When asked whether this was the fastest out lap he had ever seen, Dennis said: "I don't know. I was holding my breath actually.
"We knew we had to push. We lost a little bit of time in the traffic, losing 10-15 seconds, and had a little bit of a slow lap off the previous set (of tyres) so it was cumulative. We knew it was tight but it wasn't designed to be that tight that is for sure."
Although earlier in the weekend Raikkonen publicly doubted McLaren's abilities to win races on pure pace at the moment, Dennis believes that the situation is not as clear cut - and that the team's front-running pace at Monte Carlo and Silverstone is a true indication of where they are.
"Well I don't think either Monte Carlo or here is a flash in the pan. We still don't have everything resolved but there is no question that the cars here are working much better.
"As always in motor racing when you are a two or three, or three or four tenths off, it is a very small amount of time when you spread it around all the corners, and there is one particular characteristic which we are trying to deal with.
"But the cars have got better. There are a lot of developments coming through but no one stands still. We are not giving up on anything, either championship or race wins, but we will take it one race at a time. It is a systematic improvement for the performance of the team."

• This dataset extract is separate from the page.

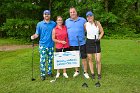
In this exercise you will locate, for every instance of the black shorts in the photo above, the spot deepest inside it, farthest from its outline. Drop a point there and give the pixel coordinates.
(82, 50)
(93, 46)
(60, 50)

Raikkonen's chances of a podium finish at the Monaco Grand Prix were wrecked by a heat shield failure behind the safety car - when new developments put on the car for the race failed because they had not been thoroughly evaluated for the precise slow conditions that the Finn experienced in the race.
Dennis believed that was the price the team had to pay for trying to close down the gap to the cars at the front of the field.
"When you are competitive you can have a very systematic approach to how you increase the performance of the car, so you can take a far more cautious approach," he explained. "When it comes to catch up you have to be more calculating but you have to accelerate the speed of development.
"Monte Carlo was the result of improvements we had put onto the car prior to that race, and we had not run slow enough in our testing. It seems perverse to say to run slow to evaluate the repackaging but that it was we should have done and that is what we didn't.
"We just didn't have the time. We thought we had been very thorough but it caught us out at Monte Carlo with an overheating area on the car, which ultimately caused an electrical fire.
"But do we have the pace for the race? We don't believe there is any reason why not. It is a real pace."